Paul Sandoz paul.sandoz at oracle.com
Wed Jun 1 14:17:24 UTC 2016


Hi Radek,

> On 31 May 2016, at 12:44, Radek <rsmogura at gmail.com> wrote:
> 
> Dear Paul and Adrew,
> 
> Indeed I’ve messed up with a coping long. I don’t know why I have done it, as my first approach actually involved buff.getLong(). I’ve took, as well, closer look at my tests and right now I use JDK9 build 120, as a reference points.
> 
> There is a performance gain (build 120 vs custom slow debug) but right now it’s 12%, not so huge. Maybe after code polishing and additional optimisation I could get 15-20%.
> 

I am still skeptical, sorry.

I strongly recommend writing JMH benchmarks, and also run with the perfasm option to produce the hot parts of the generated benchmarked code. Otherwise it’s hard to trust the results. But it’s hard to trust *any* performance results :-) using JMH makes it easier to evaluate.

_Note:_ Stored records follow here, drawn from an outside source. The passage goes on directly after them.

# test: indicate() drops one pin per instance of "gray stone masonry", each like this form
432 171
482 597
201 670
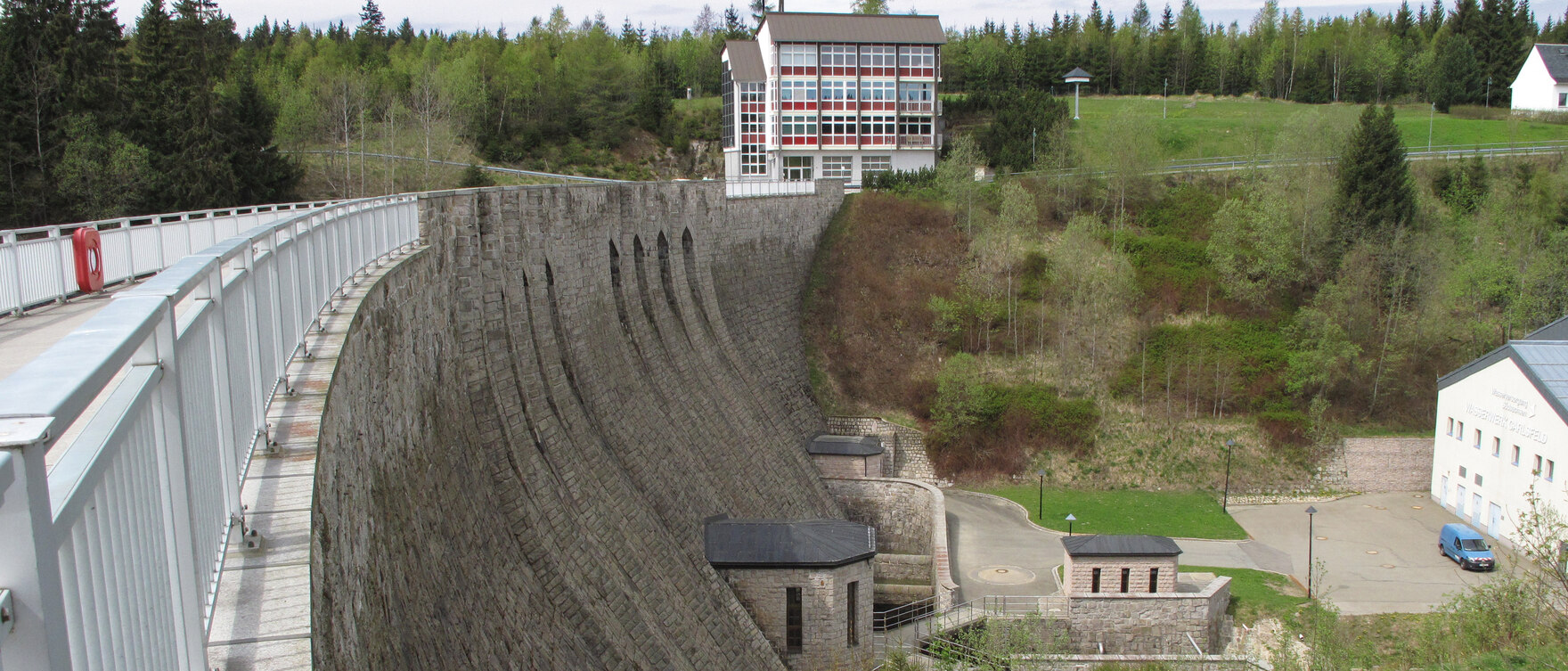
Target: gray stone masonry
905 446
1081 574
911 536
825 631
532 417
1151 625
1378 464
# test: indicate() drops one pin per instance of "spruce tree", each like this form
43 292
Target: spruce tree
1376 192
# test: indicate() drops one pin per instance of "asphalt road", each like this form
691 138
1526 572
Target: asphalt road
1377 551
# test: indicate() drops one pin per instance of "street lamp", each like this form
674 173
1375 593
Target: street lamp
1076 78
1310 513
1041 514
1225 503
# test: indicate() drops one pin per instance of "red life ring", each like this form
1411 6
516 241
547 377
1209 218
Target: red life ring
90 259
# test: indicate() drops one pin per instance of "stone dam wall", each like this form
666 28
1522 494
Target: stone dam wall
534 414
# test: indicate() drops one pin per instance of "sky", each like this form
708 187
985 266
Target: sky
470 14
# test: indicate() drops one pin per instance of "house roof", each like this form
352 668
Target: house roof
864 29
1101 544
852 446
778 543
1556 58
1541 356
745 60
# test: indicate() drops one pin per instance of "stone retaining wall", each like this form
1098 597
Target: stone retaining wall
532 417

> I don’t know if in such a case my work could be interesting.
> 

My suggestion is to look more closely at Panama, there might be some synergy and reuse of what you are learned in HotSpot.

Paul.

> Best regards,
> Radek
> PS Attached please find latest results, the MappedByteBuffer case uses for (int i=0; i < mbuff.limit(); i+=8) loop.